Featured in today's briefing:

  • The type of worker feedback that leads to burnout—and the type that combats it.
  • New research on improving decision-making with AI hiring tools.
  • Employer-sponsored office etiquette classes.

AI and Work Radar

  • As the capabilities of generative AI continue to evolve, some employers are designing their upskilling programs to prioritize speed and nimbleness. “We have intentionally not planned beyond December,” PricewaterhouseCoopers chief learning officer Leah Houde recently told us in an interview for Charter Pro. “If we made a plan now, it would be wrong in January. So we are intentionally doing it in six-month sprints.”
  • With the use of AI an ongoing point of contention in the Writers Guild of America and SAG-AFTRA strikes, Hollywood studios are staffing up to integrate AI into their production, advertising for a variety of AI-focused roles including product manager, researcher, engineer, and ethicist.
  • A study on AI hiring systems found that when managers were reminded of these systems’ propensity for errors, they were less likely to accept AI-generated outputs without question and more likely to interrogate the data they received, resulting in better decisions around candidate selection.

Focus on Worker Voice, Innovation, and Burnout

Workers and employers alike benefit when workers feel they have a voice within their organization, but new research argues that voice is too broad a concept for workplaces to design for.

In a paper commissioned by the Chartered Institute of Personnel and Development (CIPD) and published in the Human Resource Management Journal, a team of HR scholars make the case that organizations should instead focus on encouraging two distinct types of worker feedback: organizational voice, when workers share ideas for ways to improve the team or the company, and employee voice, when workers speak up for their own needs.

The researchers found that employee voice was associated with lower levels of burnout, while organizational voice was associated with higher levels of innovation—likely because soliciting feedback on organizational change “shows that the organization has some kind of strategic commitment” to engaging with new ideas, explains paper co-author Helen Shipton, a professor of human resource management at Nottingham Business School in the UK. A complicating factor, though, is the finding that organizational voice also correlates with higher levels of burnout.

We spoke with Shipton and another co-author, Daniel King—also an HR professor at Nottingham—about how workplaces can effectively encourage and balance the two types of voice. Here are excerpts from our conversation, lightly edited for length and clarity:

What would be an example of each type of voice in practice?

Shipton: Organizational voice is primarily concerned with, how does an employee suggest improvements for the organization? It's focused on what makes things better in the organization. It could be suggesting that your team could do something differently: Maybe we use a different technology for our team's call, or maybe we have a new idea for improving customer relationships.
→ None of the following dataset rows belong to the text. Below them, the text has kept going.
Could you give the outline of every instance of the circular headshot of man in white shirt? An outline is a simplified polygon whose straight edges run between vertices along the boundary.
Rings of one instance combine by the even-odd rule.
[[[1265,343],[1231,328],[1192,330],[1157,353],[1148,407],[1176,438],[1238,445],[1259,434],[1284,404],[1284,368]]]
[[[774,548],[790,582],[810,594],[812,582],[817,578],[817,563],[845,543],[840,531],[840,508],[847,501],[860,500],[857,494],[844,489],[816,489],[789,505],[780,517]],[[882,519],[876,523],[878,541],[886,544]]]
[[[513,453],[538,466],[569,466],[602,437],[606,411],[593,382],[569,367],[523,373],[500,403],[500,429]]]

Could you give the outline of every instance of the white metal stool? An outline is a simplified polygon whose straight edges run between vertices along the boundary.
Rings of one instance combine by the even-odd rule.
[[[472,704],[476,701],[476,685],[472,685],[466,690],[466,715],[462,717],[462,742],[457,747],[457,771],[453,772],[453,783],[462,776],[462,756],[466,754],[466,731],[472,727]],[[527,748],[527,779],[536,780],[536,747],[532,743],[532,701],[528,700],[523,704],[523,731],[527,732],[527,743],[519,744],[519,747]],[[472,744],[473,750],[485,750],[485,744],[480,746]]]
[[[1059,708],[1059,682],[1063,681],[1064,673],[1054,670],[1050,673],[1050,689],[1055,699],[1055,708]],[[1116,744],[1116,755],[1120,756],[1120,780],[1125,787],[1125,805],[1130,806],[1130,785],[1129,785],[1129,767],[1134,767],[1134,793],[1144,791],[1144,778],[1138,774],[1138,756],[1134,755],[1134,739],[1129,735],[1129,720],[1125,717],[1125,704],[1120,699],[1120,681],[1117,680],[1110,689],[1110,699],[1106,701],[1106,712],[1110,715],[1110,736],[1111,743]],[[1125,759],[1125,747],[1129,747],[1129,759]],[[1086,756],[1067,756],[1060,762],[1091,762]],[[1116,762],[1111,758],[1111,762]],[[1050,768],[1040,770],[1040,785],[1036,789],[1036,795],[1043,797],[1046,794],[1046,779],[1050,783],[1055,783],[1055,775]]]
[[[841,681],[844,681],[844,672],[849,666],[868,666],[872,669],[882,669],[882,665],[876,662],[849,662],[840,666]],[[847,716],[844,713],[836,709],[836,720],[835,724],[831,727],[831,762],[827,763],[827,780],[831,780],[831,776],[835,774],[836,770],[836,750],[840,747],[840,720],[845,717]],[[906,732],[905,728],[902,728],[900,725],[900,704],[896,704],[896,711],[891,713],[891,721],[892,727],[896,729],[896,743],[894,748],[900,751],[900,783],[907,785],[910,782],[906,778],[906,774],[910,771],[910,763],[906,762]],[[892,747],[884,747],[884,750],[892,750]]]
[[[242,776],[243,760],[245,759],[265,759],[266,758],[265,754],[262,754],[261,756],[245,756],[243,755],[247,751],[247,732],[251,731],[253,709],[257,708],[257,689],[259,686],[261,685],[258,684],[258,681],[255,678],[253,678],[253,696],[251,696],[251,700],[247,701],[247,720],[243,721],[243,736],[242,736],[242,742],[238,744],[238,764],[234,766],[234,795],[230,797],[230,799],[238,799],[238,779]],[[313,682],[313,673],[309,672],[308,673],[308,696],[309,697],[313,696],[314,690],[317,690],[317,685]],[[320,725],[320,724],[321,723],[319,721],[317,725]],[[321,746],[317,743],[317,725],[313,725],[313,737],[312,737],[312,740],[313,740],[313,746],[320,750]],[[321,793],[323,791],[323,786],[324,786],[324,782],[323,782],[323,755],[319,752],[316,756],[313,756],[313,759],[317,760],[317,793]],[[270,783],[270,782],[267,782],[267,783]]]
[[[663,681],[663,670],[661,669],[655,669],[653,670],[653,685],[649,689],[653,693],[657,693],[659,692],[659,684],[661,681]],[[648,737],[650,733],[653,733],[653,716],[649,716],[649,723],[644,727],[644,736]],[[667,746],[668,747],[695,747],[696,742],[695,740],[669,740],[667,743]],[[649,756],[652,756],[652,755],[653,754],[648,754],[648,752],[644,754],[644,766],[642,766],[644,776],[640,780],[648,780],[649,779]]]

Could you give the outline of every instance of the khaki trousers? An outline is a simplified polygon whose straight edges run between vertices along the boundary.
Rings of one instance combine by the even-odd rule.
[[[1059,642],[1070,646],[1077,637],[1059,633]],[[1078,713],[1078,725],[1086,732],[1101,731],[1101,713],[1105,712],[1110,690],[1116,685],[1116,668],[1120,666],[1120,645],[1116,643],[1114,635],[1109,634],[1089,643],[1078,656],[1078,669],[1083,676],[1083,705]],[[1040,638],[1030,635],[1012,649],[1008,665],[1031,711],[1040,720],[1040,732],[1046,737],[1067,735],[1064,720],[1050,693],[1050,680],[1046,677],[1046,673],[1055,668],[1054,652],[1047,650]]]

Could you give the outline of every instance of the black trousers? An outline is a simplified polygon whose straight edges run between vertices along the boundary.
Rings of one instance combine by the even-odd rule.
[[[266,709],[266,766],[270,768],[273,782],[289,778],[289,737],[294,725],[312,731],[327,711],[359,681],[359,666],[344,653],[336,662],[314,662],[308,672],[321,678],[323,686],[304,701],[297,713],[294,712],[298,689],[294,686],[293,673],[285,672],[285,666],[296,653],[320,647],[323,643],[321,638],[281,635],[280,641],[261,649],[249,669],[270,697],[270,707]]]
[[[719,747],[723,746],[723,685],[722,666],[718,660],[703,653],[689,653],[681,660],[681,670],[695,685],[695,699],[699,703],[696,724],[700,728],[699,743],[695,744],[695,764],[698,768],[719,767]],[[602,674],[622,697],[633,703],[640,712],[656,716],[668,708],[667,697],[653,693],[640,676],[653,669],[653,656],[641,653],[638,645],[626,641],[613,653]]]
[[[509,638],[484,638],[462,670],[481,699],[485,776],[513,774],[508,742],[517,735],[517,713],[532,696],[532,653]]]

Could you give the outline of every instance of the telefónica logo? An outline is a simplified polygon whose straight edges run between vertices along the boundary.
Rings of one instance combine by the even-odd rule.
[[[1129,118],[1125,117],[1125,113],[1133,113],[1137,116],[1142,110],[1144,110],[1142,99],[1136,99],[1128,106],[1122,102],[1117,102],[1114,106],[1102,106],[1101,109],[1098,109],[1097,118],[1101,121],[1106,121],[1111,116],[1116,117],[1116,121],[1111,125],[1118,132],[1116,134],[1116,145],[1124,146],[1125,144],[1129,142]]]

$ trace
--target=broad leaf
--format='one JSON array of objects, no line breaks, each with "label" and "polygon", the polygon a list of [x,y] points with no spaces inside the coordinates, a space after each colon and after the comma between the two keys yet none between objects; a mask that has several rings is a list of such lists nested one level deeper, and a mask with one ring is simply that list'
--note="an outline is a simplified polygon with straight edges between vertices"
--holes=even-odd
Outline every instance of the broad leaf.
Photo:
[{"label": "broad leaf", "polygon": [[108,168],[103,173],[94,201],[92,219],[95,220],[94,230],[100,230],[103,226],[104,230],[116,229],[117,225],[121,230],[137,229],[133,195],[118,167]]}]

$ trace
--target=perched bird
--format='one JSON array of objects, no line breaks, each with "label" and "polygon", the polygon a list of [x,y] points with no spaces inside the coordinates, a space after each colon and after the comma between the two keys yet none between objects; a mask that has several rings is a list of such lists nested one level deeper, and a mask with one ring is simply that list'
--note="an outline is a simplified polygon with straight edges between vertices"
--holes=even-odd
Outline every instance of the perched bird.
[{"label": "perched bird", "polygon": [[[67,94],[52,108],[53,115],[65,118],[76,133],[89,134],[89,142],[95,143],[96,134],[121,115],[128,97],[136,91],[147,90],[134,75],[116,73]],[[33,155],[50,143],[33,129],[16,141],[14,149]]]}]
Employee-focused voice is all about self-expression. It's being able to say things that may or may not lead to organizational improvements, but which are important for the employee. It might involve raising a suggestion about a perceived injustice at work. It might be a concern about work-life balance, or it might be a concern about a relationship with another member of staff that is important to that individual. It's defined in terms of what matters to that person, what's authentic.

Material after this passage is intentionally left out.